Who are the players that make this CD so good? Garth Hudson of the Band provides the accordion. Hutch Hutchinson from LA is one of the bass players. Nashville drummer Bryan Owings is there along with Cary Craig on drums and John Dymond on bass. Chris Carmichael and Darrell Leonard help to arrange and are heard on strings and trumpet. Colin Linden, who is the leader of the Emmylou Harris band, is on guitar and he produced the CD. Colin is an acclaimed producer/blues musician in his own right.

The songs on this CD are blues based but not necessarily blues structured. The music textured and layered. There are so many nuances adding to the beauty of this composition of songs. You have to listen, and you will hear. It’s all here, from blues folk, to gut bucket, big band, cabaret and jazz.

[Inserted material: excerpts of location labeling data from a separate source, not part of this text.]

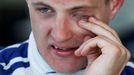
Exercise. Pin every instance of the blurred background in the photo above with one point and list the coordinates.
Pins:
(15, 24)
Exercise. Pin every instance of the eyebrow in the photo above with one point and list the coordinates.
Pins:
(41, 4)
(83, 7)
(73, 8)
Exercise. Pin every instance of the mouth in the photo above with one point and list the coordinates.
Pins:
(64, 51)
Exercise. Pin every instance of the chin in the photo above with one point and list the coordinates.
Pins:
(68, 67)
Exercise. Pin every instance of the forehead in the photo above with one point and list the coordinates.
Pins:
(69, 3)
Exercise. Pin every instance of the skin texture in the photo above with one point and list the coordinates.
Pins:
(81, 25)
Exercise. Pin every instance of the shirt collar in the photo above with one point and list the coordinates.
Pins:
(38, 64)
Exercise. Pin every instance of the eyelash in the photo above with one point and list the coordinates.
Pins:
(82, 17)
(45, 10)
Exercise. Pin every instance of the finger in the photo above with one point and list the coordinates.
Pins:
(98, 30)
(98, 22)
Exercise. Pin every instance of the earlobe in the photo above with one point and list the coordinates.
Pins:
(115, 6)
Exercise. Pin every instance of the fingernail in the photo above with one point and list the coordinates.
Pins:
(92, 19)
(81, 22)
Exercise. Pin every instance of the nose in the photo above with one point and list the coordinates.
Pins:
(62, 30)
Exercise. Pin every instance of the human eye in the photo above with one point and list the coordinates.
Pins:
(83, 17)
(45, 10)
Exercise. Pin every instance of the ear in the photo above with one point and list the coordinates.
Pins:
(115, 5)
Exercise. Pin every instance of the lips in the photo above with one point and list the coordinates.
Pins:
(64, 51)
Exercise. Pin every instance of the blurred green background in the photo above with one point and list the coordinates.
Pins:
(15, 24)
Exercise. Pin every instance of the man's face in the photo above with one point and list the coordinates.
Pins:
(57, 31)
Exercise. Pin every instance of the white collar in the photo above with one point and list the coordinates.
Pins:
(37, 63)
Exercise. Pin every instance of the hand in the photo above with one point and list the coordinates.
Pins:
(105, 53)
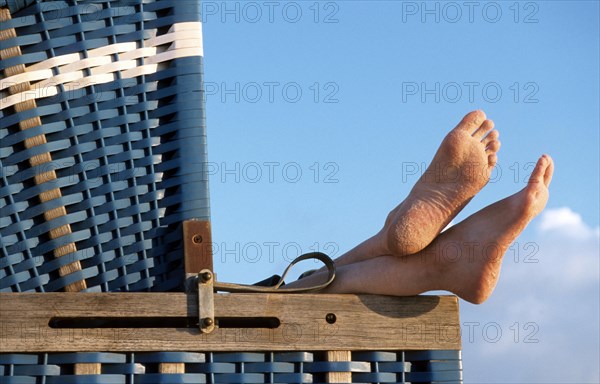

Let’s take look at the songs. The CD opens with “Morning Bell,” an uptempo tune reminiscent of Mississippi John Hurt. Next up is I “Will Vanish,” a haunting song with phased vocals, featuring a studio mix of layered instruments. “Devilment” is a down in the basement, gut bucket, edgy song. “Blue Wings” is a sparse composition about the sugar bird, again the layered sound tastefully done. “John Lennon in New Orleans” recalls 1959 hit “Sleepwalk” by Santo and Johnny. “It’s Later Than You Think” is a big band romp from the style of Louis Jordan or Cab Calloway. “Breathless Girls” is another simple effort, with some excellent horn and string arrangements. “Wishing Song” is Paul, Colin and Garth providing another simple composition featuring Garth’s accordion and Colin’s 12-string guitar along with Paul’s vocals. “Every Temptation” rings of the Stones country sound only a bit smoother. “Climbing Up The Hill” is a thoughtful song presented in a simple form, once again featuring Garth Hudson’s sweet accordion. “If By Then” is another haunting gem of studio mix and layered sounds. The CD closes out with “Block of Wood,” a down in the bottom blues stomp.

I highly recommend this CD. It is not blues in the strict sense of structure and sound; it is blues based. It is a musical journey that is a melding of different sounds and styles, tastefully done as only Paul Reddick could do.